Search code examples
pythonpandasvectorizationkdtree

avoiding iterrows for querying local outlier


For a dataframe containing coordinate columns (e.g. 'x', 'y') I would like to check if the associated value 'val' deviates from the mean of 'val' in the local (distance to coordinates < radius) neighbourhood. I found following approach which is often used (e.g. here or here), building a KDTree and querying for each row the local mean. However I'm wondering if there is a better solution which prevents the dataframe iteration leading to a faster execution?

import pandas as pd
import numpy as np
from sklearn.neighbors import KDTree

xy = np.mgrid[0:10,0:10]
df = pd.DataFrame({'x':xy[0].ravel(), 'y':xy[1].ravel(), 'val':np.random.rand(100)})

tree = KDTree(df[['x', 'y']].values, metric='euclidean')

radius = 5
for i, row in df.iterrows():
    coords = row[['x', 'y']].values.reshape(1, -1)
    idx = tree.query_radius(coords, r=radius)[0]
    df.loc[i, 'outlier'] = np.abs(row['val'] - df.iloc[idx]['val'].mean()) > df.iloc[idx]['val'].std()
df = df[df["outlier"] == False] #select df without outlier

Solution

  • There might be away to avoid looping all together that I haven't figured out yet, but an easy solution you can apply is to place your values needed into arrays, and then perform vectorized operations on those arrays. I did some tests and this averaged around 40% decrease in execution time.
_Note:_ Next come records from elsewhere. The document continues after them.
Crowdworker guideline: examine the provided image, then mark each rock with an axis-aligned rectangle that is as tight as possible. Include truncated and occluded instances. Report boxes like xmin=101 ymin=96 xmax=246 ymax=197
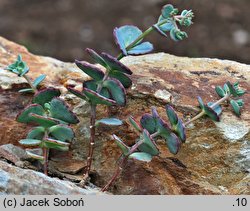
xmin=0 ymin=161 xmax=101 ymax=195
xmin=0 ymin=38 xmax=250 ymax=194
xmin=0 ymin=144 xmax=28 ymax=166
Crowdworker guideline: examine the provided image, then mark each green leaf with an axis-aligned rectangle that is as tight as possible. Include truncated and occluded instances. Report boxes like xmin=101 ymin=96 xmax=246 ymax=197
xmin=103 ymin=78 xmax=126 ymax=106
xmin=138 ymin=129 xmax=159 ymax=156
xmin=86 ymin=48 xmax=108 ymax=67
xmin=29 ymin=113 xmax=60 ymax=128
xmin=129 ymin=116 xmax=142 ymax=132
xmin=215 ymin=86 xmax=226 ymax=97
xmin=26 ymin=150 xmax=44 ymax=161
xmin=18 ymin=88 xmax=34 ymax=93
xmin=33 ymin=74 xmax=46 ymax=87
xmin=161 ymin=4 xmax=174 ymax=18
xmin=19 ymin=139 xmax=42 ymax=146
xmin=101 ymin=53 xmax=133 ymax=75
xmin=226 ymin=81 xmax=238 ymax=97
xmin=96 ymin=118 xmax=122 ymax=126
xmin=82 ymin=80 xmax=110 ymax=98
xmin=114 ymin=25 xmax=153 ymax=55
xmin=75 ymin=60 xmax=104 ymax=81
xmin=66 ymin=86 xmax=88 ymax=101
xmin=166 ymin=105 xmax=178 ymax=126
xmin=16 ymin=104 xmax=45 ymax=123
xmin=109 ymin=70 xmax=132 ymax=89
xmin=48 ymin=124 xmax=75 ymax=141
xmin=203 ymin=106 xmax=220 ymax=122
xmin=113 ymin=134 xmax=130 ymax=156
xmin=27 ymin=126 xmax=45 ymax=140
xmin=44 ymin=138 xmax=69 ymax=151
xmin=140 ymin=114 xmax=157 ymax=134
xmin=83 ymin=88 xmax=116 ymax=106
xmin=207 ymin=102 xmax=222 ymax=116
xmin=32 ymin=88 xmax=61 ymax=106
xmin=50 ymin=98 xmax=79 ymax=124
xmin=230 ymin=100 xmax=241 ymax=117
xmin=128 ymin=152 xmax=153 ymax=162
    coords = df[['x','y']].apply(lambda row: row.values.reshape(1,-1),axis=1)
    df.coords = coords
    idx = coords.apply(lambda x: tree.query_radius(x,r=radius)[0])
    means = idx.apply(lambda x: df.loc[x,'val'].mean())
    df.means = means
    stds = idx.apply(lambda x: df.loc[x,'val'].std())
    df.stds = stds
    df['outlier']=np.abs(df['val']-df.means)>df.stds